Maleficent is a live-action reworking of the story of the villain of Disney’s 1950s animated classic Sleeping Beauty, starring Angelina Jolie. It’s female-fronted and female-centred, interestingly introspective, and is a really good 97 minutes of fun that all the family can enjoy.
Maleficent also has some serious flaws. I don’t know whether they’re Disney’s fault or Stromberg’s, but they come from a mix of places, some of good intention. I want to talk about what the film could have been, and the Maleficent I would have liked to have seen. This review will contain SPOILERS for the film.
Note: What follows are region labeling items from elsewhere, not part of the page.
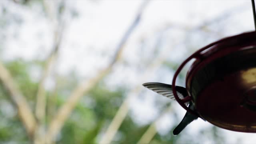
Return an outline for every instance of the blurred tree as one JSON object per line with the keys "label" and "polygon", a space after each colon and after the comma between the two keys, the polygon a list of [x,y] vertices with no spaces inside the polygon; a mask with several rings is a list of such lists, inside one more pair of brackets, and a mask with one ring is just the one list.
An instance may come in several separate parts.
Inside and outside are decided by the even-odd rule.
{"label": "blurred tree", "polygon": [[[0,50],[2,51],[8,48],[5,43],[6,34],[9,32],[4,30],[9,27],[18,29],[25,20],[20,17],[18,12],[14,12],[11,9],[12,8],[1,2],[0,30],[3,32],[0,33]],[[4,2],[11,4],[12,6],[16,8],[25,8],[25,10],[31,10],[29,12],[42,8],[43,14],[40,13],[37,16],[45,17],[47,19],[47,21],[52,28],[51,32],[54,34],[51,52],[45,59],[36,58],[37,58],[30,60],[14,58],[4,60],[2,58],[0,62],[0,143],[128,144],[146,142],[162,144],[200,142],[200,140],[193,138],[186,139],[180,135],[174,137],[171,132],[164,135],[158,132],[156,122],[166,112],[174,114],[172,119],[175,121],[175,124],[179,122],[176,113],[164,110],[172,110],[172,103],[166,100],[161,103],[163,106],[159,108],[160,112],[164,112],[158,114],[159,118],[153,120],[152,124],[144,125],[138,124],[128,114],[129,104],[134,95],[140,97],[138,94],[141,93],[142,88],[141,84],[150,74],[163,67],[173,72],[178,66],[178,62],[168,59],[172,50],[169,48],[160,48],[162,44],[162,37],[165,34],[168,35],[168,30],[178,28],[185,31],[188,36],[186,36],[185,40],[173,44],[175,47],[175,44],[193,41],[194,39],[188,37],[195,31],[203,33],[202,35],[204,38],[205,35],[212,32],[204,32],[209,25],[218,22],[228,15],[218,16],[213,21],[206,21],[203,24],[189,30],[186,26],[174,24],[165,28],[157,33],[160,33],[161,36],[156,40],[150,58],[146,59],[142,58],[138,61],[140,64],[135,64],[140,70],[136,70],[144,72],[140,73],[141,79],[137,80],[139,84],[130,88],[120,85],[118,88],[109,90],[106,80],[110,74],[113,72],[115,66],[120,63],[125,65],[126,62],[122,60],[124,48],[139,24],[148,1],[143,2],[139,7],[133,21],[118,43],[116,51],[112,54],[114,56],[109,58],[110,60],[109,64],[99,70],[94,77],[86,77],[83,80],[81,80],[82,78],[75,72],[62,75],[57,74],[54,68],[61,44],[64,42],[62,37],[69,25],[66,19],[70,17],[72,19],[79,15],[75,9],[67,8],[66,1],[64,0],[13,0]],[[33,6],[36,6],[36,8]],[[227,13],[231,14],[230,12]],[[12,36],[18,38],[18,34],[14,33]],[[211,38],[215,38],[216,36]],[[188,50],[194,50],[198,46],[188,43],[186,46]],[[26,48],[21,48],[26,50]],[[189,55],[190,52],[187,50],[185,54]],[[42,54],[41,52],[38,52],[39,55]],[[142,52],[143,54],[146,53]],[[32,76],[33,72],[39,74],[38,79]],[[185,74],[182,73],[180,80],[184,80]],[[52,78],[55,84],[52,88],[48,89],[46,87],[45,84],[50,78]],[[173,129],[173,126],[172,126],[169,131]],[[224,138],[218,130],[216,127],[212,126],[204,130],[202,133],[210,134],[208,135],[214,143],[222,143],[224,141]]]}

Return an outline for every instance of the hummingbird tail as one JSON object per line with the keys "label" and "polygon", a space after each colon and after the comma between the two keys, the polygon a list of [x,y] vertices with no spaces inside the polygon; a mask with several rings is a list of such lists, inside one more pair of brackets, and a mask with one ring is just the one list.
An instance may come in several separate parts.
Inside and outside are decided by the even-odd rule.
{"label": "hummingbird tail", "polygon": [[[191,106],[192,105],[191,105]],[[193,108],[192,107],[192,108]],[[180,124],[173,130],[172,132],[173,135],[176,135],[178,134],[188,124],[194,120],[196,120],[198,118],[197,116],[190,113],[188,112],[187,112]]]}
{"label": "hummingbird tail", "polygon": [[172,133],[174,135],[177,135],[179,134],[181,131],[182,131],[185,128],[188,124],[186,124],[182,122],[180,122],[179,125],[176,127],[176,128],[173,130]]}

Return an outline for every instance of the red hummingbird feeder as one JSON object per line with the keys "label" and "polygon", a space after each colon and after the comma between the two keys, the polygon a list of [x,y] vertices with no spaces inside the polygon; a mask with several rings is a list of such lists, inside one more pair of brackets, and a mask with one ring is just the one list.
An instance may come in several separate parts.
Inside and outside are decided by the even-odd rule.
{"label": "red hummingbird feeder", "polygon": [[[181,99],[176,79],[192,59],[186,80],[188,96]],[[221,39],[195,52],[176,71],[172,88],[176,100],[188,112],[221,128],[256,132],[256,32]],[[196,110],[186,106],[188,102]]]}

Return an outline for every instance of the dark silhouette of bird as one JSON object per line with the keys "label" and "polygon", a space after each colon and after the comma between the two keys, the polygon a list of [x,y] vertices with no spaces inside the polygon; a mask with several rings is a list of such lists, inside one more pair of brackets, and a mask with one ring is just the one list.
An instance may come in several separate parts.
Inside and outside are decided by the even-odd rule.
{"label": "dark silhouette of bird", "polygon": [[[148,82],[142,85],[158,94],[175,100],[171,85],[158,82]],[[188,95],[186,88],[179,86],[176,86],[176,88],[178,96],[180,98],[183,99]],[[195,106],[192,102],[188,102],[185,104],[187,106],[188,105],[188,108],[192,110],[195,110]],[[197,119],[198,118],[198,116],[187,112],[180,123],[173,130],[173,134],[174,135],[178,134],[188,124],[194,120]]]}

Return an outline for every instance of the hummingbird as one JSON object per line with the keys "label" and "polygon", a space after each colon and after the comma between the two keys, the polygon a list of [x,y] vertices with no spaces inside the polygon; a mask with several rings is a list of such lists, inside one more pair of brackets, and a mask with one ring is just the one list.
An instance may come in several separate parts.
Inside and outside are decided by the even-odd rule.
{"label": "hummingbird", "polygon": [[[173,100],[176,100],[172,92],[172,85],[159,82],[148,82],[142,84],[145,88],[156,92],[165,97]],[[183,99],[188,95],[186,88],[180,86],[176,86],[177,94],[180,98]],[[191,101],[185,103],[188,105],[188,108],[192,110],[195,110],[195,106]],[[174,135],[180,134],[186,127],[194,120],[197,120],[198,116],[187,112],[180,124],[173,130]]]}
This is a fantastic film in many ways; Angelina Jolie has always had some serious acting chops, though she’s not always used them (Salt, Mr & Mrs Smith…), but as the conflicted, multifaceted, thoughtful Maleficent she’s really showing off her range. Gleeful, powerful, pensive, joyful, confused, frustrated, rageful, depressed and more are all personified on screen with an absolute confidence and power that really holds the viewer; that her character seems on one occasion to jump from one personality to another, almost totally conflicting one without any intermediate development isn’t Jolie’s fault, and that discontinuity is one of my frustrations with the film. The rest of the cast are equally wonderful; Sharlto Copley is an impressively driven, ruthless, maddened King Stefan, while Elle Fanning makes for a brilliantly naive princess Aurora. Sam Riley’s Diaval, both in human and raven form, is a wonderful character who, I think, is in many ways a representative of the audience; there are a couple of moments when Maleficent almost breaks the fourth wall in the way it uses him to acknowledge that something “shocking” was actually very obvious (especially the “true love’s kiss”).
This is also a film unafraid to subvert its source material. Maleficent gives us a Maleficent who isn’t evil, but angry at being betrayed, assaulted, hurt (indeed, essentially raped); who is both a hero and a villain; and who reconciles the two into a real humanity – the moment when she stands over Stefan’s dead body, regretful not at his death but at the whole train of events that led to it, contemplative, is a truly wonderful one. The subversion of the three fairies who act as Aurora’s guardians is fascinating; their comic failures in the original animation are increased to fullblown incompetence, and Aurora only survives because of Maleficent and Diaval interfering. Similarly, Aurora learns of her real identity not because of a boy, but because she wants to leave home to live in fairyland with Maleficent; this isn’t only a female-centred film, it virtually sidelines its men.
This is also a beautiful film. Maleficent, visually, draws on all sorts of places, from Sleeping Beauty to Pan’s Labyrinth; the diversity of what “faery” means is incredible, and the details are stunning, from the scars on the human Diaval to the way the treeguards’ slight motions show depth of emotion. That also extends into the human world; from the three faeries guarding Aurora, colour-matched to the original film, with their wonderful period costumes, to King Stefan and his brooding royal outfit that, like Maleficent’s, grows more magnificent as he grows more obsessed, this film really understands how to use visual details to excellent effect. This is perhaps most obvious in Diaval’s stint as a horse; this is a clearly avian horse, but still very horselike.
The major problem with this film is that it can’t let go of the original. Maleficent is not Sleeping Beauty, it’s another film, but with callouts to the original (the thorns surrounding Aurora become iron defences erected by Stefan to defend against the faery Maleficent, for instance). Some of them really work – Maleficent’s horns are really stunning, and allow for a great moment at the end of the film as she flies up, winged and horned, both angel and devil, above the clouds in a wonderfully symbolic moment. Others are horribly contrived; in order to have Maleficent’s dragon appear, they make the film more like an epic fantasy battle drama than the fascinating character study that most of it is. The final confrontation with Stefan feels like something out of Lord of the Rings, with faceless soldiers banging shields on the floor as the two enemies face off against each other.
Mostly, though, this is the Maleficent I wanted. The quiet introspection as she watches Aurora grow; the failed attempt to remove her curse; the realisation that punishing the daughter for the sins of the father is wrong; the attempt to fix it – all those elements are done beautifully, and from the moment of Aurora’s birth, battle scenes aside, this is essentially the exact film I wanted to see. However, what I wanted to see more of was how Maleficent went from bright-eyed faery child, friend to all the faeries, to their cold queen; there are some fantastic moments as she moves back to what she once was, while retaining her frightfulness, but even five minutes showing how she got from fighting to keep the faeries safe and free to the woman who forces them to bow down to her would have been five minutes well spent.
Maleficent really is an excellent film for the most part, and an interesting one. I just wish Stromberg had invested more energy in showing us characters and a little less in “epic battle scenes” that just felt out of place.